I believe it would soon become a pain to remove the nuts holding the receiver to the frame, recharge the receivers, and then reattach the receivers to the frame. Wing nuts on the back of the receivers would speed up the removal and reattachment of the receivers. But it's a tight area to work in.


----------



## FOM (Jan 17, 2003)

lablover said:


> Laniee,
> 
> All you would have to do is remove the 2 nuts that hold the receiver to the frame, and unplug the speaker and the wiring harness, and carry the receiver inside. Then plug into the charger.
> I charge 3 4 shooters at one time and never had a problem getting the receivers close enough to the outlet. Same for my 2 Derby Doubles.
> ...


That's my point, yea I could do it that way, but isn't there an easier way? I'm almost considering taking them off and using velcro like I do for my Pro Controls. 

Maybe i'm just being a pain in the butt?

Lainee, flash and bullet


----------



## lablover (Dec 17, 2003)

Using velcro, I might be concerned about too much shock to the receiver unit when it's fired. Then again, the receiver should be mounted loosely, so if you did that it may not be a concern.
Whatever works! :lol:


----------



## Bob Gutermuth (Aug 8, 2004)

A 12 volt charger would be great. Charge them while on the truck. A solar panel on top the receiver head would work as well to keep charge up in the field.


----------



## rjouben (Jul 29, 2004)

I have an AC power inverter that I can plug into the 12V DC outlet in my car (cig lighter). $20 at walmart, If the BB are completely dead, they will charge up enough to use for the day by the time I get to the training grounds (about 45min ride)


----------



## FOM (Jan 17, 2003)

rjouben said:


> I have an AC power inverter that I can plug into the 12V DC outlet in my car (cig lighter). $20 at walmart, If the BB are completely dead, they will charge up enough to use for the day by the time I get to the training grounds (about 45min ride)

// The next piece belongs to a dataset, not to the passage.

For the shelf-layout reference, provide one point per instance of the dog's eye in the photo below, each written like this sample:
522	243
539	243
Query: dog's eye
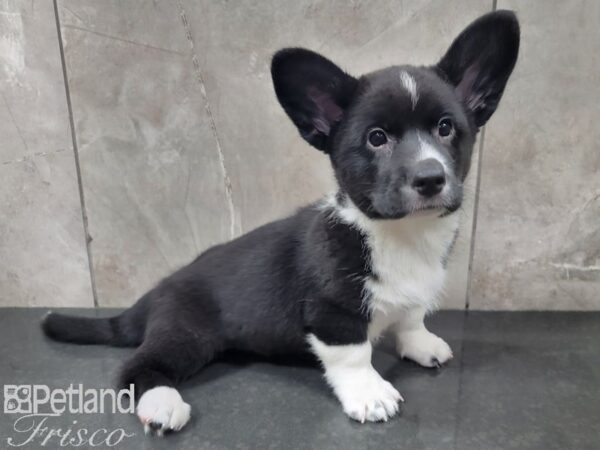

Me too - nice to have, can charge ecollar, Pro Controls, ect. But BB's are a little hard since the cord is so short on the charger provided.

Lainee


----------



## jeff t. (Jul 24, 2003)

FOM said:


> That's my point, yea I could do it that way, but isn't there an easier way? I'm almost considering taking them off and using velcro like I do for my Pro Controls.


Lainee,

Is the dual lock working out ok for you?

Jeff


----------



## FOM (Jan 17, 2003)

Jeff T. said:


> Lainee,
> 
> Is the dual lock working out ok for you?
> 
> Jeff


Works great! Except when I put the recievers in my tote bag and they attach themselves to it! :lol: :lol: :lol: :lol: 

Thanks again!

Lainee


----------